To address the limitations of 3D CNNs in long-range temporal modeling and the spatiotemporal imbalance and high computational cost of Transformers in bird’s-eye-view (BEV) semantic segmentation, this paper proposes a lightweight and efficient joint spatiotemporal modeling framework. The core innovation is a learnable geo-aware masking mechanism embedded within the convolutional gating structure of ConvGRU, which explicitly suppresses temporal noise from irrelevant regions while preserving the local receptive field of CNNs and the sequential modeling capability of RNNs. Evaluated on the NuScenes dataset, the method achieves state-of-the-art performance in BEV semantic segmentation, with significant improvements in segmentation accuracy. Moreover, it reduces model parameters by approximately 40% and accelerates inference speed by 2.1× compared to baseline approaches—outperforming mainstream Transformer-based methods in both efficiency and accuracy.

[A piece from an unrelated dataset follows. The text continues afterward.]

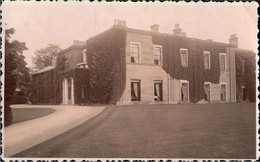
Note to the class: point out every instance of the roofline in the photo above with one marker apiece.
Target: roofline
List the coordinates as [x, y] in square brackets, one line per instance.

Convolutional Neural Networks (CNNs) have significantly impacted various computer vision tasks, however, they inherently struggle to model long-range dependencies explicitly due to the localized nature of convolution operations. Although Transformers have addressed limitations in long-range dependencies for the spatial dimension, the temporal dimension remains underexplored. In this paper, we first highlight that 3D CNNs exhibit limitations in capturing long-range temporal dependencies. Though Transformers mitigate spatial dimension issues, they result in a considerable increase in parameter and processing speed reduction. To overcome these challenges, we introduce a simple yet effective module, Geographically Masked Convolutional Gated Recurrent Unit (Geo-ConvGRU), tailored for Bird's-Eye View segmentation. Specifically, we substitute the 3D CNN layers with ConvGRU in the temporal module to bolster the capacity of networks for handling temporal dependencies. Additionally, we integrate a geographical mask into the Convolutional Gated Recurrent Unit to suppress noise introduced by the temporal module. Comprehensive experiments conducted on the NuScenes dataset substantiate the merits of the proposed Geo-ConvGRU, revealing that our approach attains state-of-the-art performance in Bird's-Eye View segmentation.